In terms of the automotive industry forecast, GlobalData analyst Jeff Schuster highlights the potential impact of tariffs. “The outlook for US auto demand hinges on the scale, extent, and duration of import tariffs that are being considered by the Trump administration,” he says. “Negative implications could be significant, with up to one million units of demand potentially at risk in the US alone. Retaliatory measures would significantly raise global risks and escalate the situation to a full-fledged global trade war, disrupting the current momentum in the auto industry. Ultimately, consumers stand to lose the most.”

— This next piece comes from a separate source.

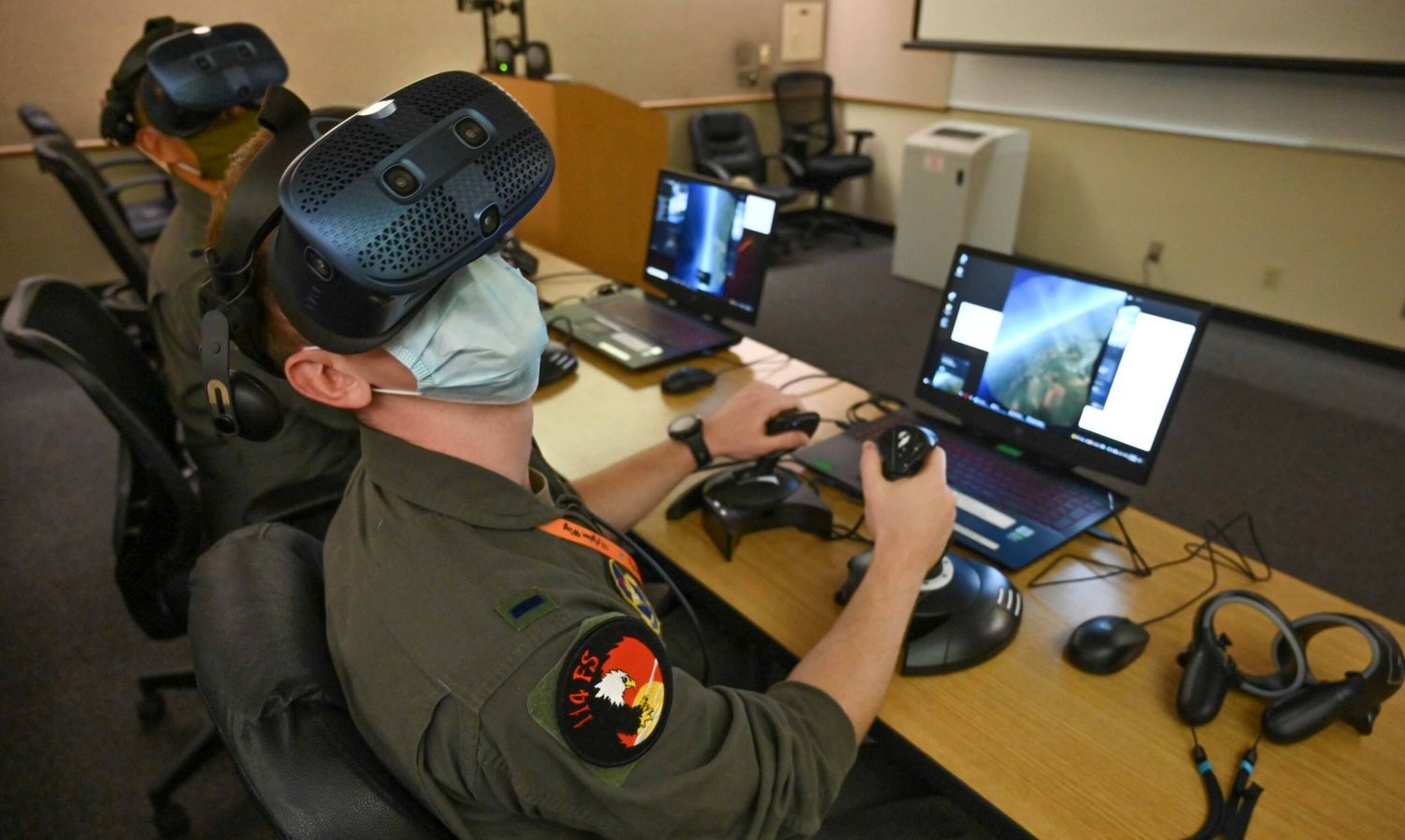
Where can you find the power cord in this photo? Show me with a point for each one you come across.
(1140, 567)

Europe’s car market sluggish in 2024 – and will stay that way in 2025
In the latter months of 2024, Western Europe’s car market picked up from a low running rate, but sales in the year were flat on the previous year at around 11.55 million. Political uncertainty in Germany and France, both countries grappling with high levels of fiscal debt and struggling automotive sectors, has added to the challenges facing the region. Pricing remains a cause for concern, even though the economic situation is slowly moving in the right direction for consumers as interest rates ease. However, the ramping up of tariffs proposed by President Trump risks hampering the European economy.

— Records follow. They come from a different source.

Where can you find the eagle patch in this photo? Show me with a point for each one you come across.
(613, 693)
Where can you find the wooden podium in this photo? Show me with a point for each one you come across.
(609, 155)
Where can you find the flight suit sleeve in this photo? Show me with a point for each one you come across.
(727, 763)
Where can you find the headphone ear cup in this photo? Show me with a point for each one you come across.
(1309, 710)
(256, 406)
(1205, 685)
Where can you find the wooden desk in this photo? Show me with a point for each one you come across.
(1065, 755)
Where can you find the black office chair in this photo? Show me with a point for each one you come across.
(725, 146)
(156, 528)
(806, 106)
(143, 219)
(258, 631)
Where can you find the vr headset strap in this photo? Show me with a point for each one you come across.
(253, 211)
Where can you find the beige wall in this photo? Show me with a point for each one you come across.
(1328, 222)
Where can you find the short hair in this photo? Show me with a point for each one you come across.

Pricing remains high in Europe, and with OEMs struggling in the face of a price war in China, and likely increased price pressures in the US from new tariffs, carmakers will do their best to retain high pricing in Europe going forward. That said, there are some positive factors when considering affordability. The ongoing reduction in interest rates is certainly helpful for vehicle financing; meanwhile, more affordable vehicles are being ramped up this year. However, these factors will not drastically change the high pricing environment.

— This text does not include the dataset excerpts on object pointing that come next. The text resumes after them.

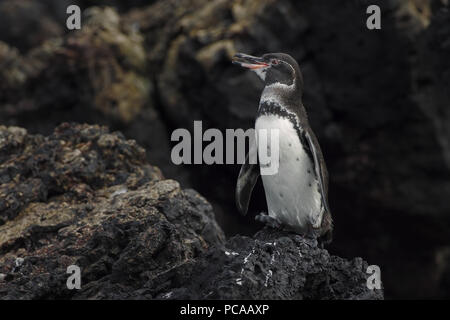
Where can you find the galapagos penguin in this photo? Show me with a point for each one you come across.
(297, 195)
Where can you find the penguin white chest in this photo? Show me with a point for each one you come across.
(292, 194)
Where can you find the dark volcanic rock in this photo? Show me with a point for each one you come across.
(274, 265)
(87, 197)
(377, 100)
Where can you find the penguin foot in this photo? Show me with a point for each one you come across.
(268, 220)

The outlook for 2025 is now more subdued because of the growing concerns over international trade and the strength of the overall economy. Among key global markets, Western Europe looks set to remain the biggest laggard by far in terms of recovery versus pre-pandemic. Western Europe’s car market last peaked at 14.3 million units in 2017 before plummeting to under 11 million units a year through the pandemic and its after-effects (supply shortages).
Globaldata analyst Jonathon Poskitt neatly puts the industry’s current situation in perspective. “Look, it’s been a growth trajectory for global sales since the lows of a few years ago and the whole industry has to be grateful for that – of course. But there are issues with transaction prices and affordability as well as a pretty brutal price war in China.
“Furthermore, serious geopolitical concerns are very much front of mind for many and there are real risks associated with rising trade protectionism and what that potentially means for the global economy. With its international operations, the auto industry feels these things – potential headwinds – very acutely.
“At the same time, manufacturers also have to navigate the energy transition and maintain competitiveness in new advanced technologies, which tend to be expensive. Investment strategies have never been subject to such complexities. It’s a lot to deal with in terms of both corporate strategies and shorter-term operational priorities.
“The reduced size of the overall demand pie is not exactly helping. For Western Europe, a forecast market of 11.6 million units in 2025 is pretty disappointing when seen in the context of what was a ‘normal’ car market not so long ago.”